Yesterday we made the first phone call using the Mesh Potato (MP) Architecture – a very important moment in the life of any telephony project! The Prototype Mesh Potato hardware isn’t available yet, so we connected a DIR-300 router to a FXS Interface PCB. The DIR-300 router is based on the same chip set as the MP (Atheros AR2317) so it’s as close a a real MP as we can get.
This gives us a development environment almost identical to the MP which allows us to work on the firmware prior to having the actual MP hardware. This allow for faster development compared to waiting for the prototype MP hardware. When the prototype MP hardware arrives we will have tested firmware to use on the untested prototype MP hardware – greatly reducing the scope for bugs.

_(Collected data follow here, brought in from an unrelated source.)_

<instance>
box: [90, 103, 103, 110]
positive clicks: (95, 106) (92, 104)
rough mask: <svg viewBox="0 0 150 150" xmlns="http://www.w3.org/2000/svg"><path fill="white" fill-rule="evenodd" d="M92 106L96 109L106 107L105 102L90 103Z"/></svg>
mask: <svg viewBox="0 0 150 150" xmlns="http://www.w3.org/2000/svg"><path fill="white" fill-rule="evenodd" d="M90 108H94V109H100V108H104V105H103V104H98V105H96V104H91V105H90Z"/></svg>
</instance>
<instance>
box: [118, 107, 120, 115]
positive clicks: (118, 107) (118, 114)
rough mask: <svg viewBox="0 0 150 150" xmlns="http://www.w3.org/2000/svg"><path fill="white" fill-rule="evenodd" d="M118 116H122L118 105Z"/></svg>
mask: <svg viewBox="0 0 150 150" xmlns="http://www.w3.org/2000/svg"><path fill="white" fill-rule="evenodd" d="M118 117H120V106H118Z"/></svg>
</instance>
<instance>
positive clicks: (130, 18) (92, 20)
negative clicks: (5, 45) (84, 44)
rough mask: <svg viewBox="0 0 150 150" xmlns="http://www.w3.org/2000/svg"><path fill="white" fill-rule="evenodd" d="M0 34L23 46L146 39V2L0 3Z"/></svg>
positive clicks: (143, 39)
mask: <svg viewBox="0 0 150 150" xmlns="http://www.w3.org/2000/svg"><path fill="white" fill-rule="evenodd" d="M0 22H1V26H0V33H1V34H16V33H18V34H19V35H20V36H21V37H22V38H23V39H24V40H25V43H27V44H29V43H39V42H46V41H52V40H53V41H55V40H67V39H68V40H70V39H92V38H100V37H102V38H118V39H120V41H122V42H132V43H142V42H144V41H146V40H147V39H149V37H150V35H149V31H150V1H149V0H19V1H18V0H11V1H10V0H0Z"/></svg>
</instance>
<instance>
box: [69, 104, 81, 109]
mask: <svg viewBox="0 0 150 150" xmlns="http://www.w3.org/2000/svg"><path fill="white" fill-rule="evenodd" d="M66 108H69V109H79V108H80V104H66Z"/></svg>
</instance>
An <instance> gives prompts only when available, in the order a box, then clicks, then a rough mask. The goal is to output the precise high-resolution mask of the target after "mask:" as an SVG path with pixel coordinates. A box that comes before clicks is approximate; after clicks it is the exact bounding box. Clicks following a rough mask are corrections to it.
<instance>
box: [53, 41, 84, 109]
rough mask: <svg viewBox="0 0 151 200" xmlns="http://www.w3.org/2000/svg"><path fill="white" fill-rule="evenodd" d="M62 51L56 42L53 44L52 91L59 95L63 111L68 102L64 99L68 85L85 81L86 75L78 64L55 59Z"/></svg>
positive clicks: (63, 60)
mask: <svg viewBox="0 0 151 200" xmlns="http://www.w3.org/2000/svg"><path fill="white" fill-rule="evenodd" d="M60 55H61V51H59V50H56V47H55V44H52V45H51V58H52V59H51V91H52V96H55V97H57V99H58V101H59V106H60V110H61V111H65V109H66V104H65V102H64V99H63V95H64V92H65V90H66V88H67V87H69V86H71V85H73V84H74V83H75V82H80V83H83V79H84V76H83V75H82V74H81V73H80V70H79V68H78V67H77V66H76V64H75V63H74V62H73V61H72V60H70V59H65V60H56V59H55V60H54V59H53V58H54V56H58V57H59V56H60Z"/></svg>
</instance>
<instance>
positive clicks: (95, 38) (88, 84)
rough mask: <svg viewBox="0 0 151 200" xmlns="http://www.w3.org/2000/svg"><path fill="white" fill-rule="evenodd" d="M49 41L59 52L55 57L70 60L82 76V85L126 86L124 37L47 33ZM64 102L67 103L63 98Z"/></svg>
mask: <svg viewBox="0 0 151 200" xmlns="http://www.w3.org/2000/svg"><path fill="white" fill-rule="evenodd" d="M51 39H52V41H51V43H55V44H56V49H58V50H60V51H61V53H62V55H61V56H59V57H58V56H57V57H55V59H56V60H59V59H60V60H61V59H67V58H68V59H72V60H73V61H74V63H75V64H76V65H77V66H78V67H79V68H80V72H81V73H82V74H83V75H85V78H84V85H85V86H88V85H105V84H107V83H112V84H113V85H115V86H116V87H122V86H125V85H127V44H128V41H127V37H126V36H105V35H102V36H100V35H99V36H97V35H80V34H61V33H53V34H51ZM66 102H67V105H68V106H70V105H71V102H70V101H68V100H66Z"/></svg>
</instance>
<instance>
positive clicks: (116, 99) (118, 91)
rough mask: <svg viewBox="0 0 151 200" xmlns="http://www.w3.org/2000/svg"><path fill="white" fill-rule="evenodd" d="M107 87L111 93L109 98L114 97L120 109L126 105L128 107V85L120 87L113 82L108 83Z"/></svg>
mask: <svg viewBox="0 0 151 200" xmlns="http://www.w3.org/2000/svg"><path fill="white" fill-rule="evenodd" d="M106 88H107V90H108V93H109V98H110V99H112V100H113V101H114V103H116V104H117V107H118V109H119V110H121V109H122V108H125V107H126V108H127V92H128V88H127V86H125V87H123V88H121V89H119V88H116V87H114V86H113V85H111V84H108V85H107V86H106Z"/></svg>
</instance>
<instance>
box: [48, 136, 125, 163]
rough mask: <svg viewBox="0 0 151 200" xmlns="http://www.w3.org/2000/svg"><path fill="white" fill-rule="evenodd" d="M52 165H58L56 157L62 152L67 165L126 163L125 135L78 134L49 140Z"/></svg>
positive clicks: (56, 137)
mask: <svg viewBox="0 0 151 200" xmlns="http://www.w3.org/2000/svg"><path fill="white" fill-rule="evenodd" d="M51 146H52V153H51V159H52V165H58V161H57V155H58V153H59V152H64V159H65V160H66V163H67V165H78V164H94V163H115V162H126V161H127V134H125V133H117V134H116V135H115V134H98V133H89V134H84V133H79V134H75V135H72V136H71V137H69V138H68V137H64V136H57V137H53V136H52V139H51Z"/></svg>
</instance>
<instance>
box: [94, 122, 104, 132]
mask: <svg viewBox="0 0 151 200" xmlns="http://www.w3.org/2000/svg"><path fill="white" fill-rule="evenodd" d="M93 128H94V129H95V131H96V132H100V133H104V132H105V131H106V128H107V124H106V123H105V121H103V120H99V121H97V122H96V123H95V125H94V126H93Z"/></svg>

The firmware consists of several device drivers (8250mp.ko, mp.ko) and an Asterisk Channel Driver (chan_mp). To test we connected a SIP phone to Asterisk running on the DIR-300. Asterisk then routes the call to chan_mp, and via the device drivers to the FXS interface hardware. The audio samples actually flow through the AR2317 RS-232 UART, before being converted to TDM bus samples by a CPLD and Atmega microcontroller. Control and signaling is handled by a SPI port constructed from the AR2317 GPIO lines.
After a bit of tweaking the full duplex audio quality sounded just fine, CPU load was less than 1%. This was really just a basic Channel Driver designed to test the most important feature (full duplex audio) first. The next step is to add a bunch of other functionality like dial tone, echo cancellation, ringing and on/off hook detection.
We are very happy with this step – it’s a big chunk of firmware written and electronics tested.